SWAT Literature Database for Peer-Reviewed Journal Articles

Title:Estimation of sediment yield change in a Loess Plateau basin, China 
Authors:Zhang, L., R. Karthikeyan, H. Zhang and Y. Tang 
Article ID:693 
URL (non-DOI journals): 
Broad Application Category:hydrologic & pollutant 
Primary Application Category:critical source area assessment 
Secondary Application Category:sediment loss and transport 
Watershed Description:3,430 km^2 Upper Sang-Kan River, located in the Loess Plateau region in northern Shanxi Province in northeast China. 
Calibration Summary: 
Validation Summary: 
General Comments: 
Abstract:Soil erosion is one of the most serious land degradation problems and the primary environmental issue in the Loess Plateau region of China. To identify the critical sub-basins and assess the impacts of land use change and climatic variability change on soil loss, this study tested the feasibility of the Soil and Water Assessment Tool (SWAT) model on sediment load simulation in the upper Sang-kan (USK) River basin. Based on a land use map of 1986, the SWAT model (Scenario 0) was calibrated at a monthly step using climate data from 1979 to 1985; then it was validated using climate data from 1986 to 1990. The monthly sediment simulation results indicated that the model did not work as well as streamflow simulation, indicating lower NS (Nash-Sutcliffe Efficiency) and r2 values of 0.68, 0.69 and 0.61, 0.59 for the calibration period and validation period, respectively.
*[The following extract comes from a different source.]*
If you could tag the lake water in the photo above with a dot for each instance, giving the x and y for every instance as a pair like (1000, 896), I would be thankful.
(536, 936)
This model could perform well under relatively low rainfall events, but it underestimated or overestimated the sediment load under high rainfall events. Comparing the results of scenarios with different land use maps (year of 1986 vs. 2012) and climate periods (1979–1990 vs. 2001–2012), it can be concluded that: (i) extreme and severe erosion almost always happened in FRST (forest land) and RNGE (grassland) in the hilly area; (ii) long-term traditional farming weakens the soil anti-erosion capability of land, leading to higher soil erosion, while forest can improve the soil structure, enhance the soil anti-erosion capability, and reduce soil erosion; (iii) both land use change and climatic change have led to the sediment yield decrease in the USK basin. Acting as the major influencing factor, land use change contributed to about 64.9% of the sediment yield reduction in the USK river basin.